Requirement #2 - With an adult, create a schedule for you to do things that includes your chores, homework, and video gaming. Do your best to follow this schedule.



See...the trick here is not to get caught up on and worry about how daunting the homework and chore list is because you have an out. The whole "do your best" to follow the schedule can be loosely translated as an excuse to do a crappy job. So, my advice, make the list as complex as you can. Start at one end of the house and go to the other, writing down every possible thing you can do. From moving the refrigerator out of the way and getting all that crap out from underneath it that somehow manages to get there, to mowing your yard and the neighbors yard. Devote an equal amount of time to your school work and list advanced subjects that are way beyond your comprehension. Devote about 30 minutes but certainly not more than an hour to video games. Give the list to your parents, and if they look at it quizzically, tell them you've always been interested in trigonometry, quantum physics and Roman literature. Once they approve the schedule, you're golden. Play as much video games as you want and if your parents give you any grief, tell them "Well, I'm doing my best." If you can produce an alligator tear, it will seal the deal. Trust me.



Sweet. We are well on our way to earning that Belt Loop.


Requirement #3 - Learn to play a new video game that is approved by your parent, guardian, or teacher.



This is almost a ludicrous requirement. Read it close. Learn to play...a new video game...approved by...no where does it say this is the only game you'll ever get to play. We're not trying to figure out how to get your hands on a copy of God of War here, we're trying to earn you that badge (badges, we don't need no stinkin' badges - sorry I couldn't resist). Bite the bullet. Ask one of the mentioned people to pick a game and then learn to play it. The easier and more juvenile the game is, the quicker you’ll be done with it. My advice is to ask a teacher, roughly 35-40 years old for a recommendation. Stay away from the old geezers. Teachers in the 35-40 year old group are very likely to be gamers themselves and might just recommend something cool for you to play like Modern Warfare 2. And girls are gamers now too, so don't dismiss Mrs. Peabody from your pool of potential candidates.



There you have it...one shiny brand spanking new Belt Loop in Video Games.



Man…I really wanted to write a guide for the Academic Pin…there are some really easy ones to poke fun at like playing for one hour (Gosh one whole hour) or playing a video game that helps practice your math (You’re being attacked by 5 zombies, and you shoot three of them each with a 3 round burst from an M-16 with a 30 round magazine, how many bullets do you have left?).

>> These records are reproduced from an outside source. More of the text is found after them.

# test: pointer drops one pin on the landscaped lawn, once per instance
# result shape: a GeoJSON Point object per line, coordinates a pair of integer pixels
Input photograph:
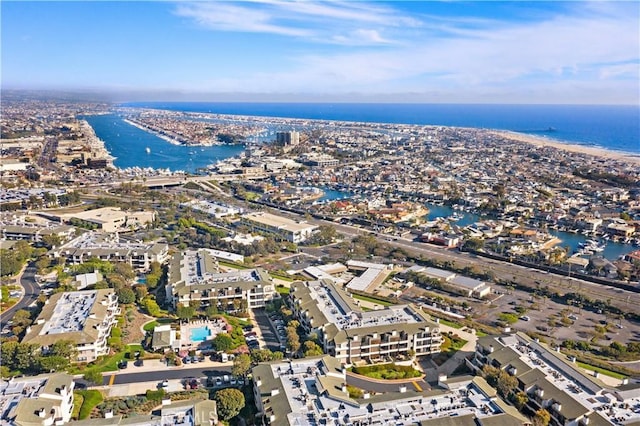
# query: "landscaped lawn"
{"type": "Point", "coordinates": [371, 299]}
{"type": "Point", "coordinates": [450, 323]}
{"type": "Point", "coordinates": [282, 290]}
{"type": "Point", "coordinates": [282, 277]}
{"type": "Point", "coordinates": [387, 371]}
{"type": "Point", "coordinates": [601, 370]}
{"type": "Point", "coordinates": [151, 325]}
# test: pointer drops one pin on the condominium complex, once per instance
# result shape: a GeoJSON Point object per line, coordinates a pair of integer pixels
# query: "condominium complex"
{"type": "Point", "coordinates": [35, 233]}
{"type": "Point", "coordinates": [351, 334]}
{"type": "Point", "coordinates": [313, 391]}
{"type": "Point", "coordinates": [278, 226]}
{"type": "Point", "coordinates": [290, 138]}
{"type": "Point", "coordinates": [37, 401]}
{"type": "Point", "coordinates": [194, 276]}
{"type": "Point", "coordinates": [110, 219]}
{"type": "Point", "coordinates": [139, 255]}
{"type": "Point", "coordinates": [84, 317]}
{"type": "Point", "coordinates": [554, 382]}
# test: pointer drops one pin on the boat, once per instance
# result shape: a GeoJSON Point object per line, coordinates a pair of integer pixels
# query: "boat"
{"type": "Point", "coordinates": [455, 217]}
{"type": "Point", "coordinates": [593, 246]}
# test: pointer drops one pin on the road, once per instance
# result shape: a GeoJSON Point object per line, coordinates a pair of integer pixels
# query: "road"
{"type": "Point", "coordinates": [625, 300]}
{"type": "Point", "coordinates": [159, 374]}
{"type": "Point", "coordinates": [31, 293]}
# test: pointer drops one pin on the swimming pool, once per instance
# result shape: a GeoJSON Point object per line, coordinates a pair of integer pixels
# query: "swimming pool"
{"type": "Point", "coordinates": [200, 334]}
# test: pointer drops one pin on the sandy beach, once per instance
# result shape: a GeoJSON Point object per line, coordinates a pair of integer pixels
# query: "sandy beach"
{"type": "Point", "coordinates": [575, 148]}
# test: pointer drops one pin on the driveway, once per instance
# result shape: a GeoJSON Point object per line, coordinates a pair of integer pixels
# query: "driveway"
{"type": "Point", "coordinates": [266, 328]}
{"type": "Point", "coordinates": [31, 291]}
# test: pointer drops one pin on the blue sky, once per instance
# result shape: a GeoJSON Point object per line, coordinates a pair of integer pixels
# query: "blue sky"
{"type": "Point", "coordinates": [481, 52]}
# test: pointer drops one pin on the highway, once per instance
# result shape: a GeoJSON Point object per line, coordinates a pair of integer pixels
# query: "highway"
{"type": "Point", "coordinates": [625, 300]}
{"type": "Point", "coordinates": [31, 293]}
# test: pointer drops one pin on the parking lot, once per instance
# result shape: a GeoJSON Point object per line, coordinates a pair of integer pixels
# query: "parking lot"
{"type": "Point", "coordinates": [269, 330]}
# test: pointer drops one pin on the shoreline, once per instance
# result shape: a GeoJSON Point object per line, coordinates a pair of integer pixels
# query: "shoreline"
{"type": "Point", "coordinates": [172, 141]}
{"type": "Point", "coordinates": [541, 142]}
{"type": "Point", "coordinates": [538, 141]}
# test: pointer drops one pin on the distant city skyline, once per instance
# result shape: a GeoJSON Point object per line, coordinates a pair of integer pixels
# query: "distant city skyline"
{"type": "Point", "coordinates": [271, 51]}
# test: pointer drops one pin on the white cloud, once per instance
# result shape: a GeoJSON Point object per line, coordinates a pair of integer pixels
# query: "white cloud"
{"type": "Point", "coordinates": [584, 49]}
{"type": "Point", "coordinates": [325, 22]}
{"type": "Point", "coordinates": [230, 17]}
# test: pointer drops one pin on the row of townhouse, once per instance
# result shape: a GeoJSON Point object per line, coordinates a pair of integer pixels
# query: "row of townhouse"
{"type": "Point", "coordinates": [315, 390]}
{"type": "Point", "coordinates": [194, 276]}
{"type": "Point", "coordinates": [554, 382]}
{"type": "Point", "coordinates": [84, 317]}
{"type": "Point", "coordinates": [352, 335]}
{"type": "Point", "coordinates": [139, 255]}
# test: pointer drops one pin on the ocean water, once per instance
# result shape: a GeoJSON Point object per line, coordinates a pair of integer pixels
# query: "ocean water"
{"type": "Point", "coordinates": [614, 127]}
{"type": "Point", "coordinates": [128, 144]}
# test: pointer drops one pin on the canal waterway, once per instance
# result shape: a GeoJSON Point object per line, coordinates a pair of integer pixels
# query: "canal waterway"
{"type": "Point", "coordinates": [129, 145]}
{"type": "Point", "coordinates": [612, 250]}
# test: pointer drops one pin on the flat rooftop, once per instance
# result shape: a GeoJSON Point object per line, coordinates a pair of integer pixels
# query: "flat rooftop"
{"type": "Point", "coordinates": [573, 386]}
{"type": "Point", "coordinates": [70, 313]}
{"type": "Point", "coordinates": [316, 398]}
{"type": "Point", "coordinates": [278, 221]}
{"type": "Point", "coordinates": [198, 267]}
{"type": "Point", "coordinates": [338, 312]}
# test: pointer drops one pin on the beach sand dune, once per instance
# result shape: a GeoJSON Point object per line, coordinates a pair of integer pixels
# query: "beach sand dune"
{"type": "Point", "coordinates": [581, 149]}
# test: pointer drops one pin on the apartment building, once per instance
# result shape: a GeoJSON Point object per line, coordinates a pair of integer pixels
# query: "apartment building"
{"type": "Point", "coordinates": [139, 255]}
{"type": "Point", "coordinates": [110, 219]}
{"type": "Point", "coordinates": [194, 275]}
{"type": "Point", "coordinates": [554, 382]}
{"type": "Point", "coordinates": [84, 317]}
{"type": "Point", "coordinates": [278, 226]}
{"type": "Point", "coordinates": [351, 334]}
{"type": "Point", "coordinates": [313, 391]}
{"type": "Point", "coordinates": [44, 400]}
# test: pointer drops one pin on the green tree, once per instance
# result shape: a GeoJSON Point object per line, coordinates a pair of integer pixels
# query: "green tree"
{"type": "Point", "coordinates": [222, 342]}
{"type": "Point", "coordinates": [64, 348]}
{"type": "Point", "coordinates": [8, 353]}
{"type": "Point", "coordinates": [141, 292]}
{"type": "Point", "coordinates": [185, 312]}
{"type": "Point", "coordinates": [52, 363]}
{"type": "Point", "coordinates": [151, 306]}
{"type": "Point", "coordinates": [293, 340]}
{"type": "Point", "coordinates": [312, 349]}
{"type": "Point", "coordinates": [241, 365]}
{"type": "Point", "coordinates": [51, 241]}
{"type": "Point", "coordinates": [541, 418]}
{"type": "Point", "coordinates": [229, 402]}
{"type": "Point", "coordinates": [211, 311]}
{"type": "Point", "coordinates": [126, 295]}
{"type": "Point", "coordinates": [506, 384]}
{"type": "Point", "coordinates": [25, 356]}
{"type": "Point", "coordinates": [520, 400]}
{"type": "Point", "coordinates": [93, 376]}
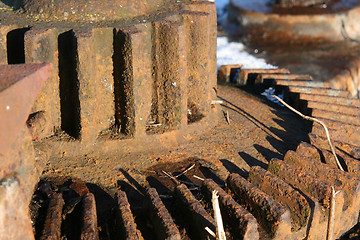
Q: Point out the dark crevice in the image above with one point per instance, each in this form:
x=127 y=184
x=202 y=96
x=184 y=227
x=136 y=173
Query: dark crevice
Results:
x=69 y=84
x=123 y=91
x=15 y=46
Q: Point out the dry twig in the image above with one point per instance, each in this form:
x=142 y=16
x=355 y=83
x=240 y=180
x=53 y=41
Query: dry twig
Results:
x=227 y=117
x=171 y=177
x=314 y=120
x=200 y=178
x=210 y=231
x=220 y=233
x=185 y=171
x=331 y=221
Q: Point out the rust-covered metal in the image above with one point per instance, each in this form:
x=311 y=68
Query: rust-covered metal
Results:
x=195 y=212
x=271 y=215
x=52 y=226
x=161 y=219
x=89 y=228
x=283 y=193
x=242 y=223
x=125 y=222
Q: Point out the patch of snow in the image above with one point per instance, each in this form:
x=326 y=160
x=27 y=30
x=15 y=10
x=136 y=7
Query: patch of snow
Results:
x=234 y=53
x=254 y=5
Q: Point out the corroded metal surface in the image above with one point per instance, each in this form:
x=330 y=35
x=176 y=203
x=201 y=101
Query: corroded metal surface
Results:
x=242 y=223
x=20 y=85
x=164 y=225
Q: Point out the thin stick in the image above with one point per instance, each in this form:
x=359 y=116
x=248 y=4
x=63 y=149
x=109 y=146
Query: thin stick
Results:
x=197 y=177
x=220 y=233
x=186 y=170
x=210 y=231
x=331 y=221
x=171 y=177
x=227 y=117
x=314 y=120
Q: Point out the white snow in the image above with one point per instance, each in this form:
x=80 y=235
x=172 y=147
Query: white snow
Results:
x=234 y=52
x=254 y=5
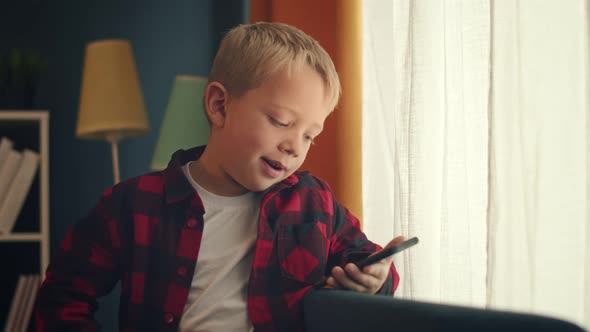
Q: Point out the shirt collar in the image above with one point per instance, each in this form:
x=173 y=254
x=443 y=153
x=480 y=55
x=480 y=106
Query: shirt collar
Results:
x=177 y=187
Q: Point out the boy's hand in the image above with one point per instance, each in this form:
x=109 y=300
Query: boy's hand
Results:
x=369 y=280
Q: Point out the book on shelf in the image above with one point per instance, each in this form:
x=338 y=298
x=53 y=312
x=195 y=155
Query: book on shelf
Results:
x=8 y=170
x=6 y=145
x=22 y=303
x=17 y=192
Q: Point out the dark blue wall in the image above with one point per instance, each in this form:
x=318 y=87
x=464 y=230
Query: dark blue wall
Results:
x=168 y=38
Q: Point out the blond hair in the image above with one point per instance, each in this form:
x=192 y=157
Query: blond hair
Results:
x=251 y=53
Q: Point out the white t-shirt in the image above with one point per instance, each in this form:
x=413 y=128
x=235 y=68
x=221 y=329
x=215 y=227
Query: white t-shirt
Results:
x=217 y=300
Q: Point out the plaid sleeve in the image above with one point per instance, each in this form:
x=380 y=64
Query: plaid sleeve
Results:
x=85 y=268
x=350 y=244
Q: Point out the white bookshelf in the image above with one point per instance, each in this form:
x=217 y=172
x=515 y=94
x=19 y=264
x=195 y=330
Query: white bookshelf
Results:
x=40 y=119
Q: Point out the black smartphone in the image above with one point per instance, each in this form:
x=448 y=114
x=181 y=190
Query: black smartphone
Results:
x=379 y=255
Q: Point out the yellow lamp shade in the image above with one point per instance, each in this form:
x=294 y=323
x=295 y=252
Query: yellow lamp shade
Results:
x=111 y=100
x=185 y=124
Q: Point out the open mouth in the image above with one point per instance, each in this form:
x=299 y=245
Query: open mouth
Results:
x=274 y=164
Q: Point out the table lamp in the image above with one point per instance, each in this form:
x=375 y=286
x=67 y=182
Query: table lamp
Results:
x=111 y=101
x=185 y=124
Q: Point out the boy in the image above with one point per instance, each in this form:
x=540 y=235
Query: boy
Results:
x=229 y=237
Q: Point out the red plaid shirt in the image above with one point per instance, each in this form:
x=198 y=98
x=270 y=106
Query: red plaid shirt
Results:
x=146 y=232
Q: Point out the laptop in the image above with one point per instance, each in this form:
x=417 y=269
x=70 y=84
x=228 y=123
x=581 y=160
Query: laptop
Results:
x=339 y=310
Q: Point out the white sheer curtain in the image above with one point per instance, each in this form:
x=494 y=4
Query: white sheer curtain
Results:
x=476 y=139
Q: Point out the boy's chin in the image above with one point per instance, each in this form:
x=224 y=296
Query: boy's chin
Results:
x=259 y=187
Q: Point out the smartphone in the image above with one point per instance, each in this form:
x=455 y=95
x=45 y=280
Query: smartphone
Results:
x=374 y=258
x=379 y=255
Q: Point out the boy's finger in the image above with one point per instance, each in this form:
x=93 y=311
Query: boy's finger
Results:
x=367 y=281
x=379 y=270
x=395 y=241
x=343 y=279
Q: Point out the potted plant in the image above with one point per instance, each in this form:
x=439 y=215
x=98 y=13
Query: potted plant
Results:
x=20 y=70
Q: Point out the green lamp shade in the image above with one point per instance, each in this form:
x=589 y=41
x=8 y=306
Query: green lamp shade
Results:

In all seriousness, the sarcasm and cynicism of this blog is not directed at the Boy Scouts (because I really do think it’s a great organization), rather, those who point fingers and place blame at anything and everything except themselves for the conduct and behavior of their kids. I am married and a father of three. My youngest is a 15 year old girl. We’re all gamers and we play everything from Rock Band to World of War Craft. I’d welcome any of these so called experts to come into my home and tell me how I’ve raised my kids is wrong.




Parents…if you want to know what you’re kids are doing…sit down next to them and watch them, without judging them and what they’re playing. The breakdown begins when the wall goes up and the wall goes up when you start judging them.



Life’s short. Play hard (and into the wee hours of the night).